Skala problemu rośnie, bo rośnie dostępność do treści głoszonych przez domorosłych lekarzy i terapeutów. Kiedyś takie informacje dostępne były tylko na zamkniętych spotkaniach i w niszowych czasopismach. Internet i media społecznościowe stały się pasem transmisyjnym do przekazywania szkodliwych dla pacjentów treści, a spotkania z naturopatami cieszą się rekordowym zainteresowaniem.

– Pacjenci bardzo często rezygnują z leczenia, a o tym nie mówią i po prostu znikają. Znam sytuacje, gdy pacjentki dowiadywały się od tych terapeutów, że leczenie naturalne będzie dla nich ratunkiem, a to, co my im oferujemy, jest trucizną. Młode pacjentki wracały po roku, po dwóch latach i choroba była wówczas zdecydowanie bardziej zaawansowana. Mogło to się skończyć tragicznie – mówi dr Norbert Szram, chirurg onkologiczny.
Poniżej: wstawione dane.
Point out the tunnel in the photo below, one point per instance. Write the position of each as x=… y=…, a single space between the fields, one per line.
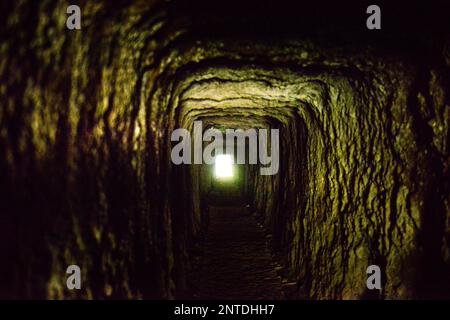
x=87 y=176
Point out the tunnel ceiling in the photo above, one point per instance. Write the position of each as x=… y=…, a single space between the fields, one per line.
x=86 y=118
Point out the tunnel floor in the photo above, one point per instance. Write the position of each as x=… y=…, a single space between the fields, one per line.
x=236 y=261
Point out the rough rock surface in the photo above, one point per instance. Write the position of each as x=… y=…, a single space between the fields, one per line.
x=85 y=171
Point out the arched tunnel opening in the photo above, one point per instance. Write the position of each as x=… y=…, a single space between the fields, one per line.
x=359 y=176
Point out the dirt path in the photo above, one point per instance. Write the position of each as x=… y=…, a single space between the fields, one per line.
x=237 y=263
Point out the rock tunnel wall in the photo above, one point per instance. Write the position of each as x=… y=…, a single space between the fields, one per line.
x=86 y=178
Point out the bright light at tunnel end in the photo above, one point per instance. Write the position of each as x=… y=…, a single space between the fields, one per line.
x=223 y=166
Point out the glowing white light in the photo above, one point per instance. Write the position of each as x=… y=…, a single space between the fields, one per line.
x=223 y=166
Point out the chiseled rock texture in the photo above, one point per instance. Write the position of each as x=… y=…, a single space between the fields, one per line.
x=85 y=171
Dr Norbert Szram potwierdza, że biopsja stała się głównym celem kampanii dezinformacyjnej.

– To nie jest tak, że każdy pacjent dostaje taki sam zestaw leków, a chemioterapia jest dla każdego pacjenta taka sama. Musimy pobrać komórki z guza, żeby dowiedzieć się, jakie leki są konieczne, by był efekt. Indywidualizacja leczenia pod kątem pacjenta jest duża. Nakłucie guza nie rozsiewa raka, leczenie nowotworów piersi bazuje często na radioterapii, gdzie leczenie skierowane jest konkretnie na miejsce, gdzie jest nowotwór. Mamy leczenie oszczędzające i pacjenci muszą mieć jak najszerszy dostęp do informacji, które są prawdziwe – mówi dr Szram.

Pismo Okręgowej Rady Lekarskiej w Szczecinie wysłane zostało do Kancelarii Prezesa Rady Ministrów w ubiegłym tygodniu i odbiło się szerokim echem w całej Polsce. Premier jeszcze nie odpisał. Kancelaria ma na to dwa tygodnie.